An employee of Daigle Cleaning Systems was cleaning a laboratory at Rensselaer Polytechnic Institute in Troy on Sept. 17, 2020, when he shut off a circuit breaker that provided electricity to a freezer, says the lawsuit, which was filed June 16.
The freezer was holding cell cultures and samples that needed to be stored at minus 80 degrees Celsius, or minus 112 Fahrenheit, according to the lawsuit. A fluctuation of 3 degrees could damage or destroy the samples, the lawsuit says.
On Sept. 14, 2020, an alarm was triggered because the temperature inside the freezer rose to minus 78 Celsius, according to the lawsuit. Researchers responded and determined that the samples hadn’t been harmed.
Repair workers could not respond to service the freezer until Sept. 21, 2020, according to the lawsuit, but in the meantime, the freezer’s alarm continued beeping.

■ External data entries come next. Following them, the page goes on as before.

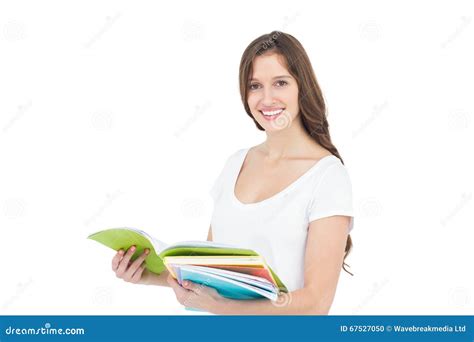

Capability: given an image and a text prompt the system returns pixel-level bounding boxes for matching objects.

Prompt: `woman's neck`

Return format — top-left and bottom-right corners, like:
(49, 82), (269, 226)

(261, 117), (318, 160)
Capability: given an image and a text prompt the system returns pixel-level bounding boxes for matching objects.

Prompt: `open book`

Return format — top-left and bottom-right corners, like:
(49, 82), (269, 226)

(88, 228), (288, 300)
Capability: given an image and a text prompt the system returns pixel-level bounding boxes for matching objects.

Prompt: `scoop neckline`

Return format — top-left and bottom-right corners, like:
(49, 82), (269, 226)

(231, 147), (337, 208)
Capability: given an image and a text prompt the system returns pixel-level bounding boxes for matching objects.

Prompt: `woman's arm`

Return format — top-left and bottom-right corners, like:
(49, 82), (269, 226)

(168, 216), (350, 315)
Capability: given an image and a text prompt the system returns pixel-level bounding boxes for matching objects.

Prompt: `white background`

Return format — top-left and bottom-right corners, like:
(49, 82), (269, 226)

(0, 1), (474, 314)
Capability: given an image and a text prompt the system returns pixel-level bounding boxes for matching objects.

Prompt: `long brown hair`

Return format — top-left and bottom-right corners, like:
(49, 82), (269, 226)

(239, 31), (353, 275)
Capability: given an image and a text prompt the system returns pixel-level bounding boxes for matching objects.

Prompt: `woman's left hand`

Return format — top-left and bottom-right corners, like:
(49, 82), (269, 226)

(167, 274), (227, 313)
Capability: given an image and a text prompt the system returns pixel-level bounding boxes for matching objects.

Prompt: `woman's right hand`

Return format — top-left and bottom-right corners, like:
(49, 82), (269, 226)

(112, 246), (150, 284)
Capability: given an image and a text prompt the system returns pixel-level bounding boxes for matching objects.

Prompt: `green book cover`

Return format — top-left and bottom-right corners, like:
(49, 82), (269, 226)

(88, 227), (288, 292)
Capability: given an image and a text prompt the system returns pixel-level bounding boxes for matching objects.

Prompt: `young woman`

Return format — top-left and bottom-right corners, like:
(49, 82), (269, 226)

(112, 31), (353, 315)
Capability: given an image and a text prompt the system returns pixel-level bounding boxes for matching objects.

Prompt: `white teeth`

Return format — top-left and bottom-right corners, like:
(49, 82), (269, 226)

Researchers at the lab took precautions to try to make sure no one tampered with the freezer while they waited for it be repaired, according to the lawsuit. They put a lock box over the freezer’s outlet and socket and posted a sign on the freezer door asking that it not be moved or unplugged, according to the lawsuit.

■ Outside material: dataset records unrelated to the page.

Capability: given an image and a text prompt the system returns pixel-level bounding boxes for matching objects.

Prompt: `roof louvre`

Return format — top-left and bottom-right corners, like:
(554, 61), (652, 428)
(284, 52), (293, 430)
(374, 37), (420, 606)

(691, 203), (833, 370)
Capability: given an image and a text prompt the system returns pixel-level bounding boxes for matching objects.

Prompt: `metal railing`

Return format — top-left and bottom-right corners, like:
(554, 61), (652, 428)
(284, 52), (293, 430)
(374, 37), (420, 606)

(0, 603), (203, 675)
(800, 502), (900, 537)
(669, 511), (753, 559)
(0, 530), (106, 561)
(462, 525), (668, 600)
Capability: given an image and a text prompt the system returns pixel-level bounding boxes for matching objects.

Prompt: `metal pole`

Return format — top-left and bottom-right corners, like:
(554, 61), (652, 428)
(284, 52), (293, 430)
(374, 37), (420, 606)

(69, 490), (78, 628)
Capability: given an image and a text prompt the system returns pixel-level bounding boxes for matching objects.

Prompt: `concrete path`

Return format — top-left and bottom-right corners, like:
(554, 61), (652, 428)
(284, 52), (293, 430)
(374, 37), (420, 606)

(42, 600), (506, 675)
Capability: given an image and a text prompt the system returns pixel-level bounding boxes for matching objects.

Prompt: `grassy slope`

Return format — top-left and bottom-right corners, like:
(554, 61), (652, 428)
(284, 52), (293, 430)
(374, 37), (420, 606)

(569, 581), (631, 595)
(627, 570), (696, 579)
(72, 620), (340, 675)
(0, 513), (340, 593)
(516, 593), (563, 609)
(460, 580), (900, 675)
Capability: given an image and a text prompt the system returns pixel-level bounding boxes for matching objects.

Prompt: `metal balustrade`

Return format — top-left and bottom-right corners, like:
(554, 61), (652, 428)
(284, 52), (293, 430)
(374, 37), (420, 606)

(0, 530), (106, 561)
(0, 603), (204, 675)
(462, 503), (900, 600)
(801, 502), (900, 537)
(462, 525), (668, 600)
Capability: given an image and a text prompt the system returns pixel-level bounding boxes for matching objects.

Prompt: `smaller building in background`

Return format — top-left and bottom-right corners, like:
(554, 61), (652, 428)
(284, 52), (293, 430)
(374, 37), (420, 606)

The janitor later said that while he was cleaning the lab on the night of Sept. 17, 2020, he heard “annoying alarms” and thought something was wrong, an incident report included in the lawsuit says. He went into an electrical box to make sure everything was okay and accidentally turned off “important breakers,” the lawsuit says.
This caused the freezer to shut off and the internal temperature to rise to minus 32 degrees Celsius, the lawsuit says.
The following day, researchers found that the majority of their specimens were “compromised, destroyed and rendered unsalvageable,” the lawsuit says.
Daigle Cleaning Systems, which is based in Albany, did not respond to a request for comment from McClatchy News.
More than 20 years of research was lost, Michael Ginsberg, an attorney for the university told McClatchy News.
“(The researchers) were very troubled at the prospect of having lost so many years of valuable research,” he said.
The research, which was being led by Dr. K. V. Lakshmi, a professor in the Department of Chemistry and Chemical Biology, involved the study of photosynthetic reactions in cell cultures at extremely low temperatures and was aimed at improving the conversion of solar energy to usable energy, Ginsberg said.
Recreating the research is an “astronomical undertaking” due to the cost, time and staffing levels required, he said.
Ginsberg said that while the janitor did not intentionally cause the destruction of the samples, he was not properly trained to work at the sensitive lab site.
The lawsuit accuses the cleaning company of negligence and not providing adequate training to employees even though it knew that the lab contained “highly specialized and delicate equipment, cell cultures and samples.”
The lawsuit is seeking damages of around $1 million to cover the cost of reproducing the research, Ginsberg said.
Rensselaer Polytechnic Institute is a private technological research university.
Troy is about 10 miles northeast of Albany.